The Major was reading his Horace in the library, and though he heard the new pair of roans pawing on the gravel, he gave no sign of displeasure. His age had oppressed him in the last few days, and he carried stains, like spilled wine, on his cheeks. He could not ease his swollen heart by outbursts of anger, and the sensitiveness of his temper warned off the sympathy which he was too proud to unbend and seek. So he sat and stared at the unturned Latin page, and the hand he raised to his throat trembled slightly in the air.
Outside, Betty, in her most becoming bonnet, with her blue barege shawl over her soft white gown, wrapped Mrs. Lightfoot in woollen robes, and fluttered nervously when the old lady remembered that she had left her spectacles behind.
"I brought the empty case; here it is, my dear," she said, offering it to the girl. "Surely you don't intend to take me off without my gla.s.ses?"

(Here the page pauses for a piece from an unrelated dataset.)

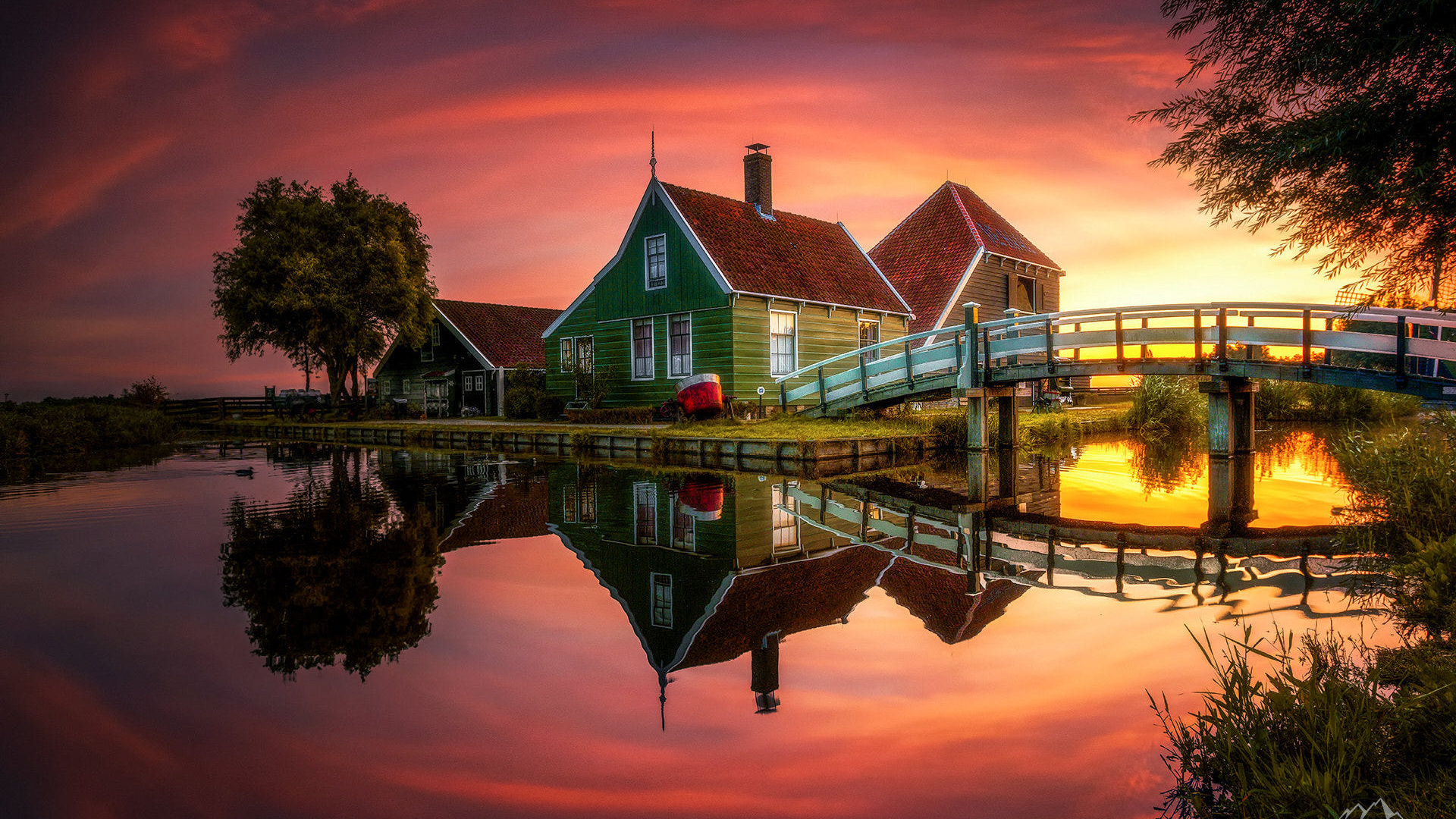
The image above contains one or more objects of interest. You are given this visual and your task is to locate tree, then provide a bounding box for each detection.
[212,174,437,400]
[1134,0,1456,302]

Mitty was sent upstairs on a search for them, and in her absence her mistress suddenly decided that she needed an extra wrap. "The little white nuby in my top drawer, Betty--I felt a chill striking the back of my neck."
Betty threw her armful of robes into the coach, and ran hurriedly up to the old lady's room, coming down, in a moment, with the spectacles in one hand and the little white shawl in the other.
"Now, we must really start, Congo," she called, as she sat down beside Mrs.
Lightfoot, and when the coach rolled along the drive, she leaned out and kissed her hand to Champe upon the steps.
"It is a heavenly day," she said with a sigh of happiness. "Oh, isn't it too good to be real weather?"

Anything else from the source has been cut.